Si è quindi consolidato il principio, rispetto al passato, di potare meno ma tutti gli anni, così da favorire la vegetazione fruttifera rispetto a quella legnosa. L’elemento assolutamente più importante è avere uno schema geometrico da seguire in fase di allevamento e accrescimento della pianta. Globo, vaso e monocono, sono queste le forme di allevamento più diffuse in base alla tipologia di impianto.

Quanto alla tempistica, le operazioni di potatura vanno opportunamente iniziate quando la pianta è in riposo vegetativo, quindi intorno alla fine dell’inverno, dopo l’ultima gelata e ciò al fine di non compromettere la fisiologia dell’olivo con tagli delle branche.
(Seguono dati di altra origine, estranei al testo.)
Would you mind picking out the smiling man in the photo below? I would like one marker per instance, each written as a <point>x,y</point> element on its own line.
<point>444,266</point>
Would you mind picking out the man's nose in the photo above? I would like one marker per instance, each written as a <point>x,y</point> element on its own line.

Si parte con la potatura di allevamento, che prepara la struttura della chioma, per poi passare, dopo circa 3 anni, alla potatura di produzione e mantenimento che va ad equilibrare la pianta e la induce a produrre rami a frutti, preparandola al sistema di raccolta. Quando nell’oliveto ci sono condizioni di abbandono o danni da agenti atmosferici (soprattutto gelate), si effettua la potatura straordinaria di riforma che va eseguita con grossi tagli atti a ristrutturare e ripristinare la chioma abbandonata e/o danneggiata.

L’Aria e la luce create nella chioma favoriscono entrambe una migliore sanità della pianta, dove parassiti animali e vegetali non trovano il loro habitat ideale.

Da non dimenticare, infine, l’importantissimo concetto di “cima”, e cioè che ogni branca principale nel vaso policonico, così come il fusto centrale nel monocono, devono avere sempre una pompa di tiraggio, appunto la “cima”, per regolare l’afflusso e lo scorrimento della linfa in tutta la pianta lasciandola distribuire in modo regolare ovunque, il tutto al fine di favorire un corretto sviluppo vegeto-produttivo.

Proprio sul tema della potatura Assoprol Umbria anche per l’annualità 2020/2021 ha attivato la misura 2A dei Regolamenti UE n. 1308/2013, n. 611/2013 n. 611/2014 e n. 615/2014, ovvero le operazioni collettive di mantenimento degli oliveti ad alto valore ambientale e a rischio abbandono. Già da ora è possibile, tramite il sito www.umbriaolio.it nella sezione bandi e finanziamenti, accedere  alle modalità di partecipazione compilando la manifestazione di interesse per le misure in corso di validità. Il bando riguardante la potatura degli oliveti abbandonati è scaduto il 15/01/2021.  L’obiettivo dell’azione è quello di recuperare e rendere nuovamente produttivi oliveti secolari abbandonati ma ad alto valore paesaggistico, soprattutto con potature di riforma, per restituire al territorio di appartenenza un bene paesaggistico e produttivo di immenso valore e fornire all’ olivicoltore un aiuto finanziario per la realizzazione di questa importante ma onerosa operazione colturale.